There has also been further data collected regarding genes that distinguish meningiomas from hemangiopericytomas. These two forms of tumors are very similar under a microscope. To combat this issue, scientists decided to the study the NF2 gene using polymorphism analysis and DNA sequencing. This revealed that damage to the NF2 gene was only apparent in some cases with meningiomas. This discovery helped support the difference between meningiomas and hemangiopericytomas and has helped with potential treatment plans.

A study on hemangiopericytoma tumor samples confirmed both the findings above through looking at the overall genetics' changes between the two. Meningiomas have a typical genetic patterns, that were not seen in the hemangiopericytoma samples. Additionally, there was an observed loss of genes on certain chromosomes which is not seen in meningiomas. Overall, these findings confirm that these two tumor-entities are not the same.

== Diagnosis ==
Computerized tomography and magnetic resonance imaging are not effective methods for diagnosis of hemangiocytomas. In practice, a presumptive diagnosis is often reached through exclusion of other soft tissue tumors, and a tissue biopsy is required to confirm diagnosis.

==Treatment==
Depending on the grade of the sarcoma, it is treated with surgery, chemotherapy, and/or radiotherapy. Though surgery is the current standard of care for hemangiopericytomas, metastasis and tumor recurrence occur in more than 30% of patients, in particular recurrence in the pelvis and retroperitoneum and metastasis in bone and lungs.
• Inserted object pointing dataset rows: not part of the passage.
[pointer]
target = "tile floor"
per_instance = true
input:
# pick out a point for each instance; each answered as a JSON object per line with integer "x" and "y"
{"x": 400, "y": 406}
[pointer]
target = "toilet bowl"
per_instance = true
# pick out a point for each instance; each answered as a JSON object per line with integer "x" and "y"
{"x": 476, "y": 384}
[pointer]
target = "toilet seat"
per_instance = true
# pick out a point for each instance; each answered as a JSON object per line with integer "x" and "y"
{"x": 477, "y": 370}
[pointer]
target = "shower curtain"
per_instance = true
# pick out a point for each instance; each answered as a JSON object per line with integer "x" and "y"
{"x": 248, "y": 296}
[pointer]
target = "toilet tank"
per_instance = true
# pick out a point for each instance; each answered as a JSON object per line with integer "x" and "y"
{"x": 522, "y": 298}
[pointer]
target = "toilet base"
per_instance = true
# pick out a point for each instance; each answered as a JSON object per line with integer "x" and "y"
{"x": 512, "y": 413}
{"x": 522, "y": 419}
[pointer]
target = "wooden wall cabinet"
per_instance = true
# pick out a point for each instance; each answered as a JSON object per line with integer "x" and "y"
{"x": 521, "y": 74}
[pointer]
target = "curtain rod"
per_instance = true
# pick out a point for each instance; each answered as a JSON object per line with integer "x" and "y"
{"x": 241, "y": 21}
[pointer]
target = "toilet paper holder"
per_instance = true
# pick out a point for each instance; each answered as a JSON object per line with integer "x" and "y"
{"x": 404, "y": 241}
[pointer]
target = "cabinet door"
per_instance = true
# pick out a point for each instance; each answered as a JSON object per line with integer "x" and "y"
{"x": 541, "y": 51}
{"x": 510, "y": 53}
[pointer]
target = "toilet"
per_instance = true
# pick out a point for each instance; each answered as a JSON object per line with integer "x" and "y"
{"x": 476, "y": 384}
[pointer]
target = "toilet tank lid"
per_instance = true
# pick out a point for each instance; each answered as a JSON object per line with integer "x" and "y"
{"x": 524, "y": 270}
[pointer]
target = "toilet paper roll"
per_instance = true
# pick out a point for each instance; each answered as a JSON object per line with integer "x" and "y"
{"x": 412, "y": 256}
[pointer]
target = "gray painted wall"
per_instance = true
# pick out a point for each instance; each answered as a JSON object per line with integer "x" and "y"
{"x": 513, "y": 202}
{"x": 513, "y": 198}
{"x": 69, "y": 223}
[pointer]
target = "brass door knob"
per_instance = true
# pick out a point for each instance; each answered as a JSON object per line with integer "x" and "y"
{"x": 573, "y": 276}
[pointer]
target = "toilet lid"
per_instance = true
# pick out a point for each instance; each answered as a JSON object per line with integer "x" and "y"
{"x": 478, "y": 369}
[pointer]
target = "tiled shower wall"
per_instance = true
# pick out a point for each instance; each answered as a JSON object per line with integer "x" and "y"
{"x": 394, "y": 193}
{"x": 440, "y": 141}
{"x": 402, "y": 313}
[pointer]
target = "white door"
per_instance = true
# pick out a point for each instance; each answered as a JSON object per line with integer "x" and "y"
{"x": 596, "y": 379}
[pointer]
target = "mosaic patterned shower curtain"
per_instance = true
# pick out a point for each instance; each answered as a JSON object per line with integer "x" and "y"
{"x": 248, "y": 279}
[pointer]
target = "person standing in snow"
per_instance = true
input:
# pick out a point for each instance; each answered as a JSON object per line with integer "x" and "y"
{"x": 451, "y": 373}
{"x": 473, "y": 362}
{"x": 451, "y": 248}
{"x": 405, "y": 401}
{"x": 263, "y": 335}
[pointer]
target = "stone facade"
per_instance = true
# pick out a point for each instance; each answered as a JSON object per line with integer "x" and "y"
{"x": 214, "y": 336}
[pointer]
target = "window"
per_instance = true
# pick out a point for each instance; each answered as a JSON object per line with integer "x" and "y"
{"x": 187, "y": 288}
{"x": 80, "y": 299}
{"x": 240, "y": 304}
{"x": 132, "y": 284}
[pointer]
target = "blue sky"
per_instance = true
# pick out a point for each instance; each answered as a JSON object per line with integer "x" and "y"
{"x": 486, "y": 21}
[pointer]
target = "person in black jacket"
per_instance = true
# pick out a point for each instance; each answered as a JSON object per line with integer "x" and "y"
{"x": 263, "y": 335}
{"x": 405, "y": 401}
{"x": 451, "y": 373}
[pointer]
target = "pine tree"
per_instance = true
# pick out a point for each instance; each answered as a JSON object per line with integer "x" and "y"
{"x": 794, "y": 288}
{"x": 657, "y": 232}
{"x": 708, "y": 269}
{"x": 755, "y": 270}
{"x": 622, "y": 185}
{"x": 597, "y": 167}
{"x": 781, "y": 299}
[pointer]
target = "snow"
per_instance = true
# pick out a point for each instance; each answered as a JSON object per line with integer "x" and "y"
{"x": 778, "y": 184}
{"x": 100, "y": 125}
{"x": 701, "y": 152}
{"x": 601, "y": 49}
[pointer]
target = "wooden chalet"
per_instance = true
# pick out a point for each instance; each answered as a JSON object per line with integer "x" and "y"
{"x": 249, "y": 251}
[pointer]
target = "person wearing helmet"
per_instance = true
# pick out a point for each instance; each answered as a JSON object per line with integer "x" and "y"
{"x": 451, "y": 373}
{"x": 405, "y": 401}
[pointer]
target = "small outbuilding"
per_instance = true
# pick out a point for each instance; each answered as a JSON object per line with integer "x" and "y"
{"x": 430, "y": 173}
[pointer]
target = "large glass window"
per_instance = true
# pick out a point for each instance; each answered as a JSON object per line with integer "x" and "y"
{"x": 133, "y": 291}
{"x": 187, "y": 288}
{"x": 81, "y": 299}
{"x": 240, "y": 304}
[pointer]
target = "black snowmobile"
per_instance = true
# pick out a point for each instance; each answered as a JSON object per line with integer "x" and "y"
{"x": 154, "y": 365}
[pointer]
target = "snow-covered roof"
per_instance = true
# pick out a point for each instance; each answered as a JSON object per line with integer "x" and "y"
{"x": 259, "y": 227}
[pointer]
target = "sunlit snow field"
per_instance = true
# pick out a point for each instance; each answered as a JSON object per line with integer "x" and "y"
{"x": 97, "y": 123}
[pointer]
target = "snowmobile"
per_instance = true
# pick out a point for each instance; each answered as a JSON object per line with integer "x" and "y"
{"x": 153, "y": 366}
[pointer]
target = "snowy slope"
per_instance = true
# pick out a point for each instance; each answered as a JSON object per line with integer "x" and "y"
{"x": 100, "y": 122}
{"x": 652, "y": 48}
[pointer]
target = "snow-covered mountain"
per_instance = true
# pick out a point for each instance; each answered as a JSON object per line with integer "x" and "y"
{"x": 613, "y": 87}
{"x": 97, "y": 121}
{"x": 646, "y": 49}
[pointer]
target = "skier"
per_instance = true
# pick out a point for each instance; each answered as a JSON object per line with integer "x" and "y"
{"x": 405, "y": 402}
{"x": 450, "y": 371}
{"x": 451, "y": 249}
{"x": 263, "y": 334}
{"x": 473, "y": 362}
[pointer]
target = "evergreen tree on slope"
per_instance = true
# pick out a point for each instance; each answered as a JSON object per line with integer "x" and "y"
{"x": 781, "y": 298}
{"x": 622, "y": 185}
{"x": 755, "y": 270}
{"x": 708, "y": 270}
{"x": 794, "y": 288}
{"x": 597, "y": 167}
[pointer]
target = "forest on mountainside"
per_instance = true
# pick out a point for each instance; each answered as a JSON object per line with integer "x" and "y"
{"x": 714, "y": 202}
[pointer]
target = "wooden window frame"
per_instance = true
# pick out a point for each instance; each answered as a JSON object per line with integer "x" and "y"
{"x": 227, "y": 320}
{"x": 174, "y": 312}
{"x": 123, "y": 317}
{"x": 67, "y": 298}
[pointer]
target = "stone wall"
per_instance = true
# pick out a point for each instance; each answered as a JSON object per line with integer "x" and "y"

Radiotherapy does not appear to provide a significant survival benefit but is recommended for use in patients with tumors greater than 5 cm in diameter or with inadequate resection margins after surgery. Clinical benefits of chemotherapy in soft tissue tumors remains unclear. However, the combination of surgery and chemotherapy appears to worsen survival in hemangiopericytoma patients.

More research is needed to determine efficacy of different types of treatment.

==Epidemiology==
In one series, the median age of affected individuals was 45 years, with a 10-year survival rate of 70 percent. In another study, age over 45 and female sex were associated with worse survival rates in hemangiopericytomas.